Chauvet cave is just another reason to love the Rhone-Alpes. As many times as I’ve explored this region by train, car, bike or hiking boots, I always like to leave a stone unturned. While my romance with Rhone-Alpes has been ongoing since 2003, Chauvet cave is a gem that I had yet to discover until recently. With much ado to Werner Herzog, now the public can see what scientists have been exploring since 1994 through the documnetary Cave of Forgotten Dreams.
In a capricious moment of boredom on a rainy Saturday, I decided to go see the film in its English version at West End Cinema to experience the Chauvet cave “dans toute sa splendeur”. It was a bit unfortunate to see the film in 2D instead of 3D. I suppose the market for 3D documentaries is a too meager for Regal or AMC so I do not fault the tiny, local West End for not having the most advanced technology. Despite this minor downside, the film captivated me aesthetically and intellectually. Mirroring the cave itself, this film carries content as well as beauty. It is incredibly interesting for anyone interested in archaeology, art history or just the history of humankind.
I was impressed by the visuals the film offered with many shots of the cave playing with shadow and light over the art on the walls. The audience was put in the place of the first homo sapiens who experienced the cave by torch light and who used the wall surfaces to create movement. The layering of similar shapes, repeated shapes and shading by hand also reinforce movement and suggest that the drawings were a form of storytelling. The paleontological findings reinforce this hypothesis. No human remains were found in the cave so it is clear that this was not a living space. Animal remains, particularly bear bones, have been found and used to carbon date the cave. Interestingly, some of the bones were intentionally placed in new locations by humans many years later. One skull made its way onto an altar-like construction. The rock art and the bone arrangement indicate that the first homo sapiens had a sense of community and ritual surrounding the cave.
Archaeologist Jean Clottes points to this art as the dividing line between neanderthals and homo sapiens who lived side by side. He aptly points out that homo sapiens, or “thinking beings,” eclipsed their contemporaries by introducing a system of non-oral communication. Dating of the art also reinforces this theory as many elements are layered over one another, somethings spanning thousands of year apart. This evidence suggests that homo sapiens came into the cave over multiple generations and continued to use the space as a gallery. New generations created new art years after the initial artists had died. Did they do this consciously or unconsciously?
It is unclear whether the Chauvet art was made as a representation or whether it held spiritual significance.

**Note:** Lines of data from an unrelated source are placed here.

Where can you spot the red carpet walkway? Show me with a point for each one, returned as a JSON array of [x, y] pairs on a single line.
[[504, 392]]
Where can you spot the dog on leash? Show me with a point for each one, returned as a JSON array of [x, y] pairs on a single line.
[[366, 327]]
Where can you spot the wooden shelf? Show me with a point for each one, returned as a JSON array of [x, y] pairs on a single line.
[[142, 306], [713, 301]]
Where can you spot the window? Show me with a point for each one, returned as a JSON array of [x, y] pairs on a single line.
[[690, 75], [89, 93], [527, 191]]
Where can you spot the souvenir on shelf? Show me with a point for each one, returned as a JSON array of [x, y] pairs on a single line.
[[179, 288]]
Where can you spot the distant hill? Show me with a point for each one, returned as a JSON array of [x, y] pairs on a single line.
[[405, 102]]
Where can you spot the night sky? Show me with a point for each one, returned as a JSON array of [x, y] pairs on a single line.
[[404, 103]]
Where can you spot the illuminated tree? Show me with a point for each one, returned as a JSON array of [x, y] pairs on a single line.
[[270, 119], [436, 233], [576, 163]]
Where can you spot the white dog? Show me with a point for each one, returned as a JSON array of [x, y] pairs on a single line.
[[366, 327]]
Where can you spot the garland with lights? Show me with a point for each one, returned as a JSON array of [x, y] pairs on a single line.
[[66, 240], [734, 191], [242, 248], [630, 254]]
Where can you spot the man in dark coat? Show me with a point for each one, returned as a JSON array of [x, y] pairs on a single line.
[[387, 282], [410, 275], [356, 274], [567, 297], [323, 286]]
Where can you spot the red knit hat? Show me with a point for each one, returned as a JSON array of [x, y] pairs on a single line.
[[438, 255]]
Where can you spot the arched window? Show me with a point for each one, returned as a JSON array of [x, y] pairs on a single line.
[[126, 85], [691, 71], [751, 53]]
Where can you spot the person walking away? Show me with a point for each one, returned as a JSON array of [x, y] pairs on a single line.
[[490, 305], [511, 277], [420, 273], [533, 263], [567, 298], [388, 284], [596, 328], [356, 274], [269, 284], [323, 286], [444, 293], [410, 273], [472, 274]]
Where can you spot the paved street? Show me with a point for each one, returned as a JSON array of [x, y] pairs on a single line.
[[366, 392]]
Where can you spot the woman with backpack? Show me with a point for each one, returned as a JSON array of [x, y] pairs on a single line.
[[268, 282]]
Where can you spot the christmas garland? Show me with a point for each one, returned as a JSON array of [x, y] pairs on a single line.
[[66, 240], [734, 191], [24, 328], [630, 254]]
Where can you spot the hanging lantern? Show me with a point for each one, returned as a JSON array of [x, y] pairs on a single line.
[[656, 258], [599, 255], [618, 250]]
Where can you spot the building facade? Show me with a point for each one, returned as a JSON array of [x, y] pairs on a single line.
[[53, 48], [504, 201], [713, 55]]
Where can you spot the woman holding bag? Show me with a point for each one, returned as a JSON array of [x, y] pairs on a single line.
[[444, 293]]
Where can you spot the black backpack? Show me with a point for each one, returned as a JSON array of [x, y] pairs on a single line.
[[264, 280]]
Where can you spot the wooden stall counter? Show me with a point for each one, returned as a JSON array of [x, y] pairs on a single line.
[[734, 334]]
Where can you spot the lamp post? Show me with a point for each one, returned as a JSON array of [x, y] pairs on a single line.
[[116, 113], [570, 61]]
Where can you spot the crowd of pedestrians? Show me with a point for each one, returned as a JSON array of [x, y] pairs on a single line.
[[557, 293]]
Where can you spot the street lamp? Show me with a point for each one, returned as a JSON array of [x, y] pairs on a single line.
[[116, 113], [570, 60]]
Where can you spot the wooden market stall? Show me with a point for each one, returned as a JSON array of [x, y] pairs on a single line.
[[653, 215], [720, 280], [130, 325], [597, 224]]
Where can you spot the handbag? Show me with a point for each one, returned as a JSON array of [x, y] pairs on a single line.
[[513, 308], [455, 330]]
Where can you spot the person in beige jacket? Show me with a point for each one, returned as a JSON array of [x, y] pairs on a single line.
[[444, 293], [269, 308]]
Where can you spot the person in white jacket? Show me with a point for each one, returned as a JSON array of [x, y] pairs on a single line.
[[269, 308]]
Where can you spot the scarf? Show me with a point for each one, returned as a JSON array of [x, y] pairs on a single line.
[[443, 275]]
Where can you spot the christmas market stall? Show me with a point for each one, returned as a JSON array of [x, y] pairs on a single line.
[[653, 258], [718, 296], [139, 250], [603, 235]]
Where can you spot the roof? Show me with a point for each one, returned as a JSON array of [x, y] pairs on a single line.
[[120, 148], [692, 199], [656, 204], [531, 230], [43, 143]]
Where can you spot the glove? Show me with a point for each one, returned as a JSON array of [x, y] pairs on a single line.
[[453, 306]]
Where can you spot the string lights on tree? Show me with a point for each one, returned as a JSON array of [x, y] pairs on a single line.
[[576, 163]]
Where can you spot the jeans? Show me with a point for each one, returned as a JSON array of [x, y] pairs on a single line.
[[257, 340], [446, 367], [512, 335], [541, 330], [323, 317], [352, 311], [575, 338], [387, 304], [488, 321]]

Did the artists consider the art as living? We today have no way of knowing for sure. But this raises an interesting point: can we appreciate art only as it relates to our own experiences? Do we read into it only what we wish to perceive? What is the role of our unconscous mind in both the creation and interpretation of art?
Herzog suggests that early homo sapiens were spiritual creatures that we today struggle to relate with. The conclusion of the film follows a logical sequence, suggesting that future generations may not be able to recognize or appreciate our belief systems. Personally, I felt the conclusion simplified the complexity of art as a means of inter-generational human communication. There is a place for art in the now but there is also value to art as an inheritance. While I will never know the initial intentions of the artists of Chauvet cave, this art still held significance for me. I stepped back, considered my ancestors, and felt a human connection to them. I would like to think that future generations will react similarly to our creations.